Post‑Incident Review & Continuous Improvement
- Lead the creation of Root Cause Analysis (RCA) documents and/or postmortem reviews following major incidents and disaster recovery events.
- Ensure lessons learned, control gaps, and process improvements are documented and assigned to accountable owners.
- Track remediation actions through completion and provide status updates to leadership and governance committees.
- Identify recurring incident patterns or recovery risks and recommend corrective actions.
- Develop and present actionable, data‑driven recommendations to IT and business leadership to improve disaster recovery readiness, response effectiveness, and operational resilience, including recovery strategy enhancements, tooling gaps, staffing models, and escalation processes.
Stakeholder & Executive Engagement
- Provide regular status updates and briefings to IT leadership, business partners, and governance committees.
- Escalate recovery risks, resource constraints, or unresolved issues to executive leadership as appropriate.
- Partner with business continuity leaders to ensure alignment between IT recovery and operational continuity procedures.
Required Qualifications
- Bachelor’s degree in computer science, Information Technology, Business Administration or a related field
- 8+ years of experience in IT operations, major incident management, disaster recovery, or service management
- Strong demonstrated experience acting in an incident command or major incident leadership role.
- Strong understanding of:
- Disaster recovery and business continuity concepts
- Application tiering and dependency management
- Infrastructure and application recovery strategies
- Proven ability to lead cross‑functional teams during high‑pressure incidents.
- Effective communication skills and executive‑presence.
- This role holds operational command responsibility during declared disasters and major IT incidents.
- Afterhours, weekend, and holiday availability are essential functions of the role.
- Success requires the ability to drive execution, accountability, and remediation through influence across multiple teams.
Preferred Qualifications
- Experience in healthcare, regulated, or audit‑driven environments.
- Familiarity with ITIL, ISO 22301, NIST, or similar frameworks
- Experience leading and supporting large, complex application portfolios or programs.
- Experience working with third‑party vendors during recovery events.
Success Looks Like
- Disaster recovery events are coordinated, decisive, and well‑documented.
- Recovery timelines improve due to clear command and role clarity.
- Audit findings related to DR execution, testing, or governance are reduced or eliminated.
- IT Infrastructure, Application, and business owners clearly understand their roles during incidents.
- DR transitions from a reactive effort to a repeatable, trusted operational capability.
Non-Discrimination Policy
Hospital for Special Surgery is committed to providing high quality care and skilled, compassionate, reliable service to our community in a safe and healing environment.

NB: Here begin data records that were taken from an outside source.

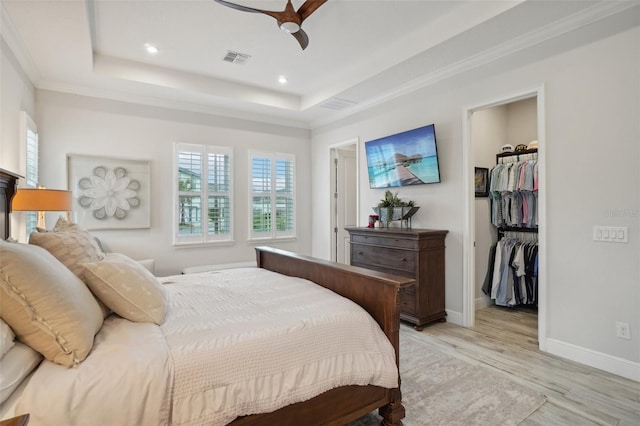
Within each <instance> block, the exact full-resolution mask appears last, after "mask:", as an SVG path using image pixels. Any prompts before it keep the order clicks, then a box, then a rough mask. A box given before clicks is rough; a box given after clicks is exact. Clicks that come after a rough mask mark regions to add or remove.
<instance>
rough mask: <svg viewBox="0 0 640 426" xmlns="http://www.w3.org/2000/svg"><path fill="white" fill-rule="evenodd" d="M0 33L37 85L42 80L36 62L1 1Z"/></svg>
mask: <svg viewBox="0 0 640 426" xmlns="http://www.w3.org/2000/svg"><path fill="white" fill-rule="evenodd" d="M0 34H1V35H2V38H3V39H4V41H5V42H6V43H7V46H9V49H11V51H12V52H13V55H14V56H15V57H16V59H17V60H18V64H19V65H20V67H21V68H22V70H23V71H24V73H25V74H26V75H27V78H28V79H29V80H30V81H31V83H32V84H33V85H34V86H36V85H37V83H38V81H39V80H40V73H39V72H38V68H37V67H36V64H35V62H34V60H33V58H32V57H31V55H30V54H29V50H28V49H27V48H26V47H25V44H24V41H23V40H22V38H21V37H20V36H19V35H18V32H17V31H16V28H15V25H14V23H13V21H12V20H11V18H9V14H8V13H7V11H6V9H5V6H4V3H2V2H0Z"/></svg>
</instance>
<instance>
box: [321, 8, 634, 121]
mask: <svg viewBox="0 0 640 426" xmlns="http://www.w3.org/2000/svg"><path fill="white" fill-rule="evenodd" d="M639 4H640V1H638V0H633V1H601V2H599V3H596V4H595V5H593V6H591V7H589V8H586V9H584V10H583V11H581V12H579V13H576V14H574V15H571V16H569V17H566V18H564V19H561V20H558V21H555V22H553V23H550V24H548V25H546V26H544V27H541V28H539V29H537V30H535V31H532V32H530V33H527V34H523V35H521V36H519V37H515V38H513V39H511V40H509V41H507V42H505V43H502V44H499V45H496V46H494V47H492V48H490V49H486V50H484V51H482V52H479V53H477V54H475V55H473V56H469V57H467V58H465V59H463V60H461V61H458V62H455V63H453V64H451V65H448V66H445V67H442V68H440V69H438V70H436V71H434V72H430V73H428V74H425V75H423V76H421V77H418V78H415V79H413V80H411V81H408V82H407V83H405V84H402V85H399V86H397V87H395V88H393V89H392V90H389V91H387V92H381V93H380V94H378V95H377V96H375V97H372V98H370V99H368V100H366V101H362V102H359V103H358V104H357V105H355V106H353V107H352V108H349V109H347V110H343V111H340V112H337V113H335V114H332V115H331V116H329V117H326V118H323V119H319V120H312V121H311V122H310V123H309V124H310V127H311V128H312V129H313V128H316V127H321V126H325V125H328V124H331V123H333V122H336V121H338V120H342V119H344V118H347V117H349V116H351V115H354V114H357V113H359V112H362V111H365V110H367V109H370V108H372V107H374V106H377V105H381V104H384V103H386V102H389V101H391V100H393V99H396V98H398V97H400V96H403V95H406V94H409V93H412V92H414V91H416V90H419V89H422V88H425V87H428V86H431V85H434V84H436V83H438V82H440V81H442V80H444V79H446V78H450V77H452V76H455V75H458V74H462V73H464V72H466V71H469V70H472V69H474V68H477V67H480V66H482V65H486V64H489V63H491V62H494V61H496V60H498V59H501V58H504V57H506V56H509V55H512V54H514V53H517V52H519V51H521V50H524V49H527V48H529V47H532V46H535V45H536V44H539V43H542V42H545V41H548V40H550V39H553V38H555V37H559V36H561V35H563V34H566V33H569V32H571V31H574V30H576V29H579V28H581V27H583V26H585V25H589V24H592V23H594V22H597V21H600V20H602V19H605V18H607V17H609V16H612V15H615V14H617V13H621V12H623V11H625V10H627V9H630V8H632V7H635V6H638V5H639ZM400 66H402V65H401V64H400Z"/></svg>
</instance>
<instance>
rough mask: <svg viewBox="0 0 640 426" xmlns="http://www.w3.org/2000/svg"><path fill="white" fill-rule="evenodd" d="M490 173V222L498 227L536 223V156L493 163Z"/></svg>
mask: <svg viewBox="0 0 640 426" xmlns="http://www.w3.org/2000/svg"><path fill="white" fill-rule="evenodd" d="M489 176H490V179H491V180H490V184H489V191H490V197H489V198H490V201H491V223H492V224H493V225H494V226H496V227H498V228H502V227H516V228H535V227H537V226H538V214H537V198H538V192H537V191H538V160H525V161H518V162H514V163H501V164H496V165H495V166H494V167H493V168H492V169H491V172H490V174H489Z"/></svg>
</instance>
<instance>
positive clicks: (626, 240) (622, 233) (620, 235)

Consistent with this commitment, Hospital for Special Surgery provides care, admits, and treats patients and provides all services without regard to age, race, color, creed, ethnicity, religion, national origin, culture, language, physical or mental disability, socioeconomic status, veteran or military status, marital status, sex, sexual orientation, gender identity or expression, or any other basis prohibited by federal, state, or local law or by accreditation standards.